Khatibzadeh praised China as an oil customer that has not refrained from publicizing its trade with Iran.
S&P Global Platts Analytics said it does not expect full sanctions relief to be negotiated until the late 2021, though a positive meeting in Vienna could allow for a framework agreement to be hammered out before Iran's June presidential election, accelerating a rise in Iranian oil exports.
"Both countries desire the same ultimate outcome, so a deal is likely [in] a matter of months, and the return of diplomacy should focus minds on finding a face-saving way to return to JCPOA compliance," Platts Analytics said in a note.
Iranian energy analyst Narsi Ghorban told Platts that Iran's oil production has been quick to come back in the past, citing the rapid rise from when the JCPOA was struck. Iranian crude production averaged 2.87 million b/d in 2015, surging to 3.48 million b/d in 2016 and 3.79 million b/d in 2017, according to Platts OPEC survey records.
Iran has historically had the capacity to pump more than 4 million b/d of crude.
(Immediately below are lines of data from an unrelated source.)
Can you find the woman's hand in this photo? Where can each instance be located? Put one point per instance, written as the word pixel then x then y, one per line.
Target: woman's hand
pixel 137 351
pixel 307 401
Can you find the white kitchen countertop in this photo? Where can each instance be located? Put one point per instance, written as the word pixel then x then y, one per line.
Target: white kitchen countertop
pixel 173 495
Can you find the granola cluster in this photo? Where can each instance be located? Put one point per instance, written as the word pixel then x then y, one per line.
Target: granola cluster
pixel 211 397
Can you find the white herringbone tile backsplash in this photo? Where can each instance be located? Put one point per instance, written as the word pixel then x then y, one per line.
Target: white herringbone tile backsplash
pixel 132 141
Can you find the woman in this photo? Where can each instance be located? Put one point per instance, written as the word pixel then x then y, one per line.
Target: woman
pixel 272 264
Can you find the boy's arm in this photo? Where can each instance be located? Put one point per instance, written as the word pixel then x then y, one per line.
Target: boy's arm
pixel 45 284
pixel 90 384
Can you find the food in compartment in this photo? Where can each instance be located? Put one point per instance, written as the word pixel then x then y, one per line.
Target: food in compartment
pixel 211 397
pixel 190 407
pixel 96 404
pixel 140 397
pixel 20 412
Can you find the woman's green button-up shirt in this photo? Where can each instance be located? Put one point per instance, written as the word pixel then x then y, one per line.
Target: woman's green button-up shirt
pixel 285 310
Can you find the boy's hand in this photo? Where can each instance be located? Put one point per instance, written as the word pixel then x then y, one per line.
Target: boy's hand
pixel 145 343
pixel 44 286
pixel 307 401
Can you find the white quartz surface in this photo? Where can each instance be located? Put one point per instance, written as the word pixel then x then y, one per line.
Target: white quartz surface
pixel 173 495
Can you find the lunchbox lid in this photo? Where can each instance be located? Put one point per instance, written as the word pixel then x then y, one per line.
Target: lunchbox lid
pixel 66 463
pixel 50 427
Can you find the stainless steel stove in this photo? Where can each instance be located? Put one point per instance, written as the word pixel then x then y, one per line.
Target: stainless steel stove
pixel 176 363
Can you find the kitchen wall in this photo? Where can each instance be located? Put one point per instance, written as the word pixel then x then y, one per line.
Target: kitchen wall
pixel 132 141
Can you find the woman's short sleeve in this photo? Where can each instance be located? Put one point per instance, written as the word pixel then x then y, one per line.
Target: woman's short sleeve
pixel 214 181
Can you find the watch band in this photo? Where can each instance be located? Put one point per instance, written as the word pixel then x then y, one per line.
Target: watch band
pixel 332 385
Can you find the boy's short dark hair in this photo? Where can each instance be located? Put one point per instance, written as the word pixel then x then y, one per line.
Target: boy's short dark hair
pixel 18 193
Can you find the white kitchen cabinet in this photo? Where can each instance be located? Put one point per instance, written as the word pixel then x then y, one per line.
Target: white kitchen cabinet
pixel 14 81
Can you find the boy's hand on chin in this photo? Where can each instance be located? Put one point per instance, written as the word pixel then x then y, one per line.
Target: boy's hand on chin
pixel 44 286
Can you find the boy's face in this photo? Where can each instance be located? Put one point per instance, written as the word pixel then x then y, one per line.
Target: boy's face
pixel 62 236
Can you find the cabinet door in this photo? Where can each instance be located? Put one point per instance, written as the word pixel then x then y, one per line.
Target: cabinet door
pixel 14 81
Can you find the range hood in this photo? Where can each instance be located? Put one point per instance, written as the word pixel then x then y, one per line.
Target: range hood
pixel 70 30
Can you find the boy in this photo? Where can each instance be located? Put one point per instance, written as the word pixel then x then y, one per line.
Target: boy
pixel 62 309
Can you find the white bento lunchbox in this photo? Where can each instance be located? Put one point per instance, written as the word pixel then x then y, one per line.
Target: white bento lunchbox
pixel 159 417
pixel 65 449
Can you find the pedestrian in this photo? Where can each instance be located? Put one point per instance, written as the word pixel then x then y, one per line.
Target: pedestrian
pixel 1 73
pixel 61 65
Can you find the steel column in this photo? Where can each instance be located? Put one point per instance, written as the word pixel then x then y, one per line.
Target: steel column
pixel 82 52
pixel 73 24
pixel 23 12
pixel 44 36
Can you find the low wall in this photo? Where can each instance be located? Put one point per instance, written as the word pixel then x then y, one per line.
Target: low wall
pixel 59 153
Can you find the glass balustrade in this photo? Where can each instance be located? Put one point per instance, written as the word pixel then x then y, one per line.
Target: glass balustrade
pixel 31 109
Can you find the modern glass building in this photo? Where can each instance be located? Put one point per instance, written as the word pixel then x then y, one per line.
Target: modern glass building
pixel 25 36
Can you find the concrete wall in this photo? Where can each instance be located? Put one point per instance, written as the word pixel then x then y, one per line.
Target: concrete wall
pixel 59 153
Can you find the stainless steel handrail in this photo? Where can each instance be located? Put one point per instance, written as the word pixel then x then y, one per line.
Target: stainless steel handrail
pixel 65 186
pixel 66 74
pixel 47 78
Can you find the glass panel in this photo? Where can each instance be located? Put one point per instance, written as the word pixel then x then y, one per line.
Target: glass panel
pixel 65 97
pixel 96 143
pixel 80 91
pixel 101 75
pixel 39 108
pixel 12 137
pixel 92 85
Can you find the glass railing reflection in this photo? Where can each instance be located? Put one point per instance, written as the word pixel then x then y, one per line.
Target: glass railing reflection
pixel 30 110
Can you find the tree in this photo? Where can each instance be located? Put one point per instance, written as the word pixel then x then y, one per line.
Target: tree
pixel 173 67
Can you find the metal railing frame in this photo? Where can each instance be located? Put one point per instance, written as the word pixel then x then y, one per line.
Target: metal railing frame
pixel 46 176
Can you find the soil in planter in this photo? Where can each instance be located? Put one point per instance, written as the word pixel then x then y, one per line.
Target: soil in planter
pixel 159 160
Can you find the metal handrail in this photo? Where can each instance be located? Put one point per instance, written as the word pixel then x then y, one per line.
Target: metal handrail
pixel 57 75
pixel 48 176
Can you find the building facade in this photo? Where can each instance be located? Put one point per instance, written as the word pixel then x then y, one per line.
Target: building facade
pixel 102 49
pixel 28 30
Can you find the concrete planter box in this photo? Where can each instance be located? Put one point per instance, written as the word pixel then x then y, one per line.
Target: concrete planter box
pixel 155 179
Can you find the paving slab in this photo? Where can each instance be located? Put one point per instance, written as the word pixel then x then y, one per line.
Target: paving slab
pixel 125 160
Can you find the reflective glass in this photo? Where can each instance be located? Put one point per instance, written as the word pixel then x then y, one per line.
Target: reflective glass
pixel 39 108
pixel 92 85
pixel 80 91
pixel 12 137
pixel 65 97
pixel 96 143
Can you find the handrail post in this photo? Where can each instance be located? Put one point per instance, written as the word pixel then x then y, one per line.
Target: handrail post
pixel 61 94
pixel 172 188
Global vaccination campaigns and robust economic growth in China and other oil demand centers have boosted oil prices in recent months, but Iran will now have to compete against its OPEC+ counterparts, who on April 1 agreed to hike their production quotas by a combined 1.14 million b/d from May through July, in monthly increments. Iran, along with Libya and Venezuela, has been exempt from OPEC+ quotas since they were implemented in 2017.
"If the sanctions are not lifted, the scenario will be the same as it is now. Iran will be selling an amount of oil, no data will be publicized and it will be a guessing game to assess how much," Ghorban said. "Right now, ambiguity casts a shadow on Iran's oil exports."